I have tested this algorithm extensively and I have never found a case where it doesn't work (within numerical inaccuracies).
How can I prove that R1 = R2?
If you want to play with the algorithm, then you can find it on github: https://github.com/JuDFTteam/unique_eigenvectors
An explanation for this example:
For convenience, I replace $v1, v2, A1, A2$ with $V_1, V_2, A_1, A_2$, respectively.
You perform QR to get $A_1^\mathsf{T} = Q_1R_1$ and $A_2^\mathsf{T} = Q_2 R_2$ with some restriction (positive diagonal entries). You want to prove that $R_1 = R_2$.

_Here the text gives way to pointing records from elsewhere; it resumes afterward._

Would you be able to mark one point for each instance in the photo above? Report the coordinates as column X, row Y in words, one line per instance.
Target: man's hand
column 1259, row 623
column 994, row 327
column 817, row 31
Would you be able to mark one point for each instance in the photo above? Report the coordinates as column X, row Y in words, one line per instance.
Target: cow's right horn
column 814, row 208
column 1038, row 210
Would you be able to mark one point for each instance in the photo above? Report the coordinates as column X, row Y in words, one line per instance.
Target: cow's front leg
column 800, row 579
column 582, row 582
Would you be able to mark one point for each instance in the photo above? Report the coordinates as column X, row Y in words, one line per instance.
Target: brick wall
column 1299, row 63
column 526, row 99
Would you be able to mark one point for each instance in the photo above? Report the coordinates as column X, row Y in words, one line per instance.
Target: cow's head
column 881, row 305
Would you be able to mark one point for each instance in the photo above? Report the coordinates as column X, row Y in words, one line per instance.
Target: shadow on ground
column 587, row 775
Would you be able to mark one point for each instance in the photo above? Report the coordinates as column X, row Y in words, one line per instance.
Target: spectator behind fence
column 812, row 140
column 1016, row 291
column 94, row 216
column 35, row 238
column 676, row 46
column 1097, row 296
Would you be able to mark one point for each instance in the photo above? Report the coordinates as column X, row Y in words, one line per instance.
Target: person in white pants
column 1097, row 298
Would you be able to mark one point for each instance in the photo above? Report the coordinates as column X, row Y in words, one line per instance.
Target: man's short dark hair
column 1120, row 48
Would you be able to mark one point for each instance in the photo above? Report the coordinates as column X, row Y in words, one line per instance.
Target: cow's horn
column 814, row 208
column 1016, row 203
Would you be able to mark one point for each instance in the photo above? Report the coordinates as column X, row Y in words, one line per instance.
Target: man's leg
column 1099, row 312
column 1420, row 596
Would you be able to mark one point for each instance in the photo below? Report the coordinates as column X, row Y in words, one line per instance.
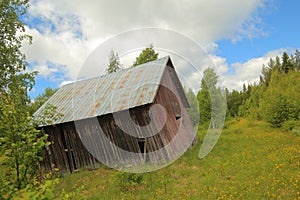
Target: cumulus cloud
column 249, row 72
column 65, row 32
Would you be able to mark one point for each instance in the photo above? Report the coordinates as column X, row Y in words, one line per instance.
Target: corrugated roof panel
column 111, row 93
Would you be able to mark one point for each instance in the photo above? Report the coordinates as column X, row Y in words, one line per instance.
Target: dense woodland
column 275, row 99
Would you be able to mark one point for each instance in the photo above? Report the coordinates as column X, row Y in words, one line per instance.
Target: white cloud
column 249, row 72
column 65, row 32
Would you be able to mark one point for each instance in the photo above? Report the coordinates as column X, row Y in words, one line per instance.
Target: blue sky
column 279, row 21
column 237, row 36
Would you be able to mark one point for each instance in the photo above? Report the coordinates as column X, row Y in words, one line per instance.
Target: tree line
column 275, row 99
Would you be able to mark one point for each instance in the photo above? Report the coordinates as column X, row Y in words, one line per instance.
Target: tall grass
column 250, row 161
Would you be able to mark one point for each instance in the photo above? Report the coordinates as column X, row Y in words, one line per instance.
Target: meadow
column 250, row 161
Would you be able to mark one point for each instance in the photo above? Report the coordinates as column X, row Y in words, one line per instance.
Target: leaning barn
column 127, row 118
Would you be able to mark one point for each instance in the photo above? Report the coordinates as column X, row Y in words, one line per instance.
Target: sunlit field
column 250, row 161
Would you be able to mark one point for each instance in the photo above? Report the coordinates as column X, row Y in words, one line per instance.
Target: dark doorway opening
column 143, row 148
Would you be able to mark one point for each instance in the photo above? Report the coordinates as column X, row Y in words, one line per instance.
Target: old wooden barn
column 127, row 118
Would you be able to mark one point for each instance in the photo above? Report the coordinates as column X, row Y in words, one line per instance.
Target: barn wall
column 66, row 152
column 178, row 123
column 85, row 142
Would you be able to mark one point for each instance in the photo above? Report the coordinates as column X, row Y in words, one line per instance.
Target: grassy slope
column 250, row 161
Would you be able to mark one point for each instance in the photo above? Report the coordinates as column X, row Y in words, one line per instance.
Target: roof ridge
column 113, row 73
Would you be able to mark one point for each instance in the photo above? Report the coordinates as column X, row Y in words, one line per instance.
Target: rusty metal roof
column 121, row 90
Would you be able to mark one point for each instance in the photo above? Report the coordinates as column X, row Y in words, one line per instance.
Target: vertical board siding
column 73, row 144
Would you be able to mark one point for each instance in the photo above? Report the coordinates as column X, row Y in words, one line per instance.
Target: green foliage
column 12, row 60
column 250, row 161
column 281, row 100
column 128, row 181
column 21, row 146
column 193, row 109
column 146, row 55
column 114, row 63
column 277, row 98
column 212, row 103
column 251, row 106
column 235, row 99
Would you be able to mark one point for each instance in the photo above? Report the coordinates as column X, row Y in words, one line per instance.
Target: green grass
column 250, row 161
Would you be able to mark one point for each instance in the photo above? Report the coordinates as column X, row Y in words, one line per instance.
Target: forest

Note that $V_1$ and $V_2$ have the same 3rd column (the eigenvector associated with eigenvalue $2$). Denote the first two elements of the 3rd column of $V_1$ by $u$, i.e. $$u = \begin{pmatrix} &-0.7984871126235 \\ &0.5956054404867 \end{pmatrix}.$$ Using $V_1 V_1^\mathsf{T} = I_3$, we have $A_1A_1^\mathsf{T} + uu^\mathsf{T} = I_2$. Using $V_2 V_2^\mathsf{T} = I_3$, we have $A_2 A_2^\mathsf{T} + uu^\mathsf{T} = I_2$. Thus, we have $A_1 A_1^\mathsf{T} = A_2 A_2^\mathsf{T}$.
Since $A_1^\mathsf{T} = Q_1R_1$ and $A_2^\mathsf{T} = Q_2 R_2$, we have $R_1^\mathsf{T}R_1 = R_2^\mathsf{T}R_2$.
Let $$R_1 = \begin{pmatrix} a_1 & b_1 \\ 0 & c_1 \end{pmatrix}, \quad R_2 = \begin{pmatrix} a_2 & b_2 \\ 0 & c_2 \end{pmatrix}.$$ From $R_1^\mathsf{T}R_1 = R_2^\mathsf{T}R_2$, we have $$a_1^2 = a_2^2, \quad a_1b_1 = a_2b_2, \quad b_1^2 + c_1^2 = b_2^2 + c_2^2$$ which results in $R_1 = R_2$ (using $a_1, a_2, c_1, c_2 > 0$).